This defensive action took place shortly after the initial strikes against the Houthi rebels, likely within a timeframe of 15 to 30 minutes from the main operation….reports Asian Lite News
Following the second round of joint American-British strikes against Yemeni rebels, the United States swiftly neutralized an imminent threat posed by a Houthi anti-ship cruise missile, as revealed by the Pentagon on Tuesday.
Pentagon spokesman Major General Pat Ryder stated that, in an act of self-defense, the U.S. targeted and destroyed the cruise missile, preventing a potential launch that could have posed a serious threat to vessels in the region.
This defensive action took place shortly after the initial strikes against the Houthi rebels, likely within a timeframe of 15 to 30 minutes from the main operation.
On Monday, the US-British coalition struck Houthi camps in Yemen’s capital and other provinces at midnight.

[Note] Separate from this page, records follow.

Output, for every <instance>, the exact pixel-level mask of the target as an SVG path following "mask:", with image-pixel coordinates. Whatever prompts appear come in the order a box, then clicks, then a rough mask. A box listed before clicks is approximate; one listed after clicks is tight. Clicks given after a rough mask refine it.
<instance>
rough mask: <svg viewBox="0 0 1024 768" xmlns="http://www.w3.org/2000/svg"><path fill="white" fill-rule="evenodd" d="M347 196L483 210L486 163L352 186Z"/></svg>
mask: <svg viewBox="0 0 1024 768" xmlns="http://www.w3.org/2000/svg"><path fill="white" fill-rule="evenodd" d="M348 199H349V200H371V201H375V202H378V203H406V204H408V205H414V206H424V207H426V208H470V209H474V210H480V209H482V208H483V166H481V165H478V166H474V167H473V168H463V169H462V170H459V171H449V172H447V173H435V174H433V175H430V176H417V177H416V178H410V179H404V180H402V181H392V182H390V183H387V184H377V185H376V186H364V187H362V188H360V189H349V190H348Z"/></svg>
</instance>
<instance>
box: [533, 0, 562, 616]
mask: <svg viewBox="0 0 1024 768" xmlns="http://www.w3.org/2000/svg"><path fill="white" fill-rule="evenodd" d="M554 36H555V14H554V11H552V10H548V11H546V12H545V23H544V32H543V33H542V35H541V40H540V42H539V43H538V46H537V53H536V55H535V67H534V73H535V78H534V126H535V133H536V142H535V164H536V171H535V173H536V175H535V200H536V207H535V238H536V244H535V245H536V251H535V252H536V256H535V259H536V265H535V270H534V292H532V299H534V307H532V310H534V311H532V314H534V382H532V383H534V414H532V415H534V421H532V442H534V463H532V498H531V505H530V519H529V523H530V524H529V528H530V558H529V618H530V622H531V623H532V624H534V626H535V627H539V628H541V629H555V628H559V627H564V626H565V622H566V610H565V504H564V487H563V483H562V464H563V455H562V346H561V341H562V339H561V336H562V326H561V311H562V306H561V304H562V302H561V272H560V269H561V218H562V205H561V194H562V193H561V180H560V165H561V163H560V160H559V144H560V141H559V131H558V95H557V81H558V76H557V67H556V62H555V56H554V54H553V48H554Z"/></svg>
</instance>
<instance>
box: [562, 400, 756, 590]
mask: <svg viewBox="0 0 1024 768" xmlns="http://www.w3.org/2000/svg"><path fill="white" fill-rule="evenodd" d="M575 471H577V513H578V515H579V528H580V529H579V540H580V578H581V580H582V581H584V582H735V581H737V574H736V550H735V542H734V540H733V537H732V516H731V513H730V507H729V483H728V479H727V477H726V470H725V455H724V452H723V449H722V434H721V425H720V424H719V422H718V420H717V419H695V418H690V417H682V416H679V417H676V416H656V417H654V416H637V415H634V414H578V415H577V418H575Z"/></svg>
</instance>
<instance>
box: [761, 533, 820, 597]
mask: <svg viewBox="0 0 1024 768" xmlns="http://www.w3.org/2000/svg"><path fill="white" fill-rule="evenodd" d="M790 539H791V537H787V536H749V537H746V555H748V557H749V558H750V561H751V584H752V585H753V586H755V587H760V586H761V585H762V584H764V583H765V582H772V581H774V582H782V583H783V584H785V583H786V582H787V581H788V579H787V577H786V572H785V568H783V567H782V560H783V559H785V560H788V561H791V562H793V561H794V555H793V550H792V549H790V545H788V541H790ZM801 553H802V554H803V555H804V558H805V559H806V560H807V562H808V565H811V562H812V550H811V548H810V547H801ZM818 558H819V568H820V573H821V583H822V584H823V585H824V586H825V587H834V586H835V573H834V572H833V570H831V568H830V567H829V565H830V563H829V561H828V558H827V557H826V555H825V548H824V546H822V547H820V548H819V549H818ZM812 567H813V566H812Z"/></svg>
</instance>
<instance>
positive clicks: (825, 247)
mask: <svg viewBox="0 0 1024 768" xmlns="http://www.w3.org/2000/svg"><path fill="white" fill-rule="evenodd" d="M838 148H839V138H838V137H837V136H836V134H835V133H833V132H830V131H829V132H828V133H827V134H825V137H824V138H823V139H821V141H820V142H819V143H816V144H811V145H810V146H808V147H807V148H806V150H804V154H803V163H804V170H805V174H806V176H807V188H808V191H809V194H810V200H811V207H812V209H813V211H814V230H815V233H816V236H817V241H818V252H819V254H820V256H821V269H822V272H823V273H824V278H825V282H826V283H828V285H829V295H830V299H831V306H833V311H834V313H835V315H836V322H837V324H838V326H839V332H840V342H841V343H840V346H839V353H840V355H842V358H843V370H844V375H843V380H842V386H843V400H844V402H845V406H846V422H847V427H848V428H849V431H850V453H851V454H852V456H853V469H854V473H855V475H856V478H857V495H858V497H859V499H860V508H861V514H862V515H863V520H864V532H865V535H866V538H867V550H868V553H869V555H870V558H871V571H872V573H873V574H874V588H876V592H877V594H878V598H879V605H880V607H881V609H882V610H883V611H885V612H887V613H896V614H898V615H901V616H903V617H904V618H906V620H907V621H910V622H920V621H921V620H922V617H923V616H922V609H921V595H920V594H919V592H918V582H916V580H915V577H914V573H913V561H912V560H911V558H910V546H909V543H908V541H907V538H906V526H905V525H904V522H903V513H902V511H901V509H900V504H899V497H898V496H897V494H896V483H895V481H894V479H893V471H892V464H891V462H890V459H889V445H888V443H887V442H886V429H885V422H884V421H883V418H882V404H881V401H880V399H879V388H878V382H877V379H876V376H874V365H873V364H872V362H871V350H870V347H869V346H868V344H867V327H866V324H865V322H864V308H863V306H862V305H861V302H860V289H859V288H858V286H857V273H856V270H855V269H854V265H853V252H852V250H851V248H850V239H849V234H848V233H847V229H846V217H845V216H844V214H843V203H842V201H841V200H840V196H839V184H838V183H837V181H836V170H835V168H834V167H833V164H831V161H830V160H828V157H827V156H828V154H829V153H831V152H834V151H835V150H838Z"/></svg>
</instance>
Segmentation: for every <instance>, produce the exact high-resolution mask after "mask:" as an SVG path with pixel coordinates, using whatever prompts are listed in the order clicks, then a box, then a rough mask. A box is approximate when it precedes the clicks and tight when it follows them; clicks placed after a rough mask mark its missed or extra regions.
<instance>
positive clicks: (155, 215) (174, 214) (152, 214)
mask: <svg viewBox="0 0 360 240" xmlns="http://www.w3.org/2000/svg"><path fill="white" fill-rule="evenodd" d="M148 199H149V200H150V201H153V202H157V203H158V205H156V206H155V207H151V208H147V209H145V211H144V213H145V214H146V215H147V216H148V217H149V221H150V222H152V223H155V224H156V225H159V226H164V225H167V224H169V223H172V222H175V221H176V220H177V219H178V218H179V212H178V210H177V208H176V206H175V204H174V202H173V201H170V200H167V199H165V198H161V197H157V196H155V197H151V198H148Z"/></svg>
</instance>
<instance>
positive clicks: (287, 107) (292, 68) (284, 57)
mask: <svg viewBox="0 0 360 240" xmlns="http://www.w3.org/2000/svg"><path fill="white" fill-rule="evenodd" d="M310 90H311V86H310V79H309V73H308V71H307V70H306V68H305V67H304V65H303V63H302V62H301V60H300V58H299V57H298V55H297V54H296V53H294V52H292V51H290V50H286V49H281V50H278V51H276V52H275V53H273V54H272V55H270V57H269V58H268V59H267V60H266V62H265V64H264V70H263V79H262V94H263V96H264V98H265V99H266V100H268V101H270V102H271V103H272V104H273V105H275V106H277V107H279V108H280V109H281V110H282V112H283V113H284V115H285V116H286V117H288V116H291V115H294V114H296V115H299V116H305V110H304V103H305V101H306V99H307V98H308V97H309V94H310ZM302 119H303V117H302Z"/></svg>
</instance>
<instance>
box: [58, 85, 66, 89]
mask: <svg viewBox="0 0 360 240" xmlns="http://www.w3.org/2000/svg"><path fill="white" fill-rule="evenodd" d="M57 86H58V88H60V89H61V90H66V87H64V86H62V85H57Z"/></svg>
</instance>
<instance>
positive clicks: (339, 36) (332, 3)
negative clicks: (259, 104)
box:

The strikes targetted the al-Hafa camp in eastern Sanaa and the al-Daylami air base in the north. They also hit sites in Rada, a city in the central province of al-Bayda, and Maqbanah area in the southwestern province of Taiz, the Houthi-run al-Masirah TV said without giving details.
Residents said the explosions were powerful and their sounds could be heard across the city, Xinhua news agency reported.
The strikes came hours after the Houthis said they launched a missile attack at a US military ship in the Gulf of Aden on Monday and claimed a direct hit. The US side did not comment on the alleged attack.
The US-Britain maritime coalition in the Red Sea has carried out several airstrikes on Houthi camps in various northern provinces of Yemen. The coalition said these actions are aimed at preventing the Houthi group from launching missile and drone attacks on commercial vessels in the Red Sea shipping lane.
The Houthi group vowed to continue targetting ships linked to Israel in the Red Sea until Israel ends its war and blockade on Gaza, a Palestinian territory.
Last week, the US re-designated the Houthi group as a global terrorist organisation and said the move would not affect food and medicine supplies to northern Yemen.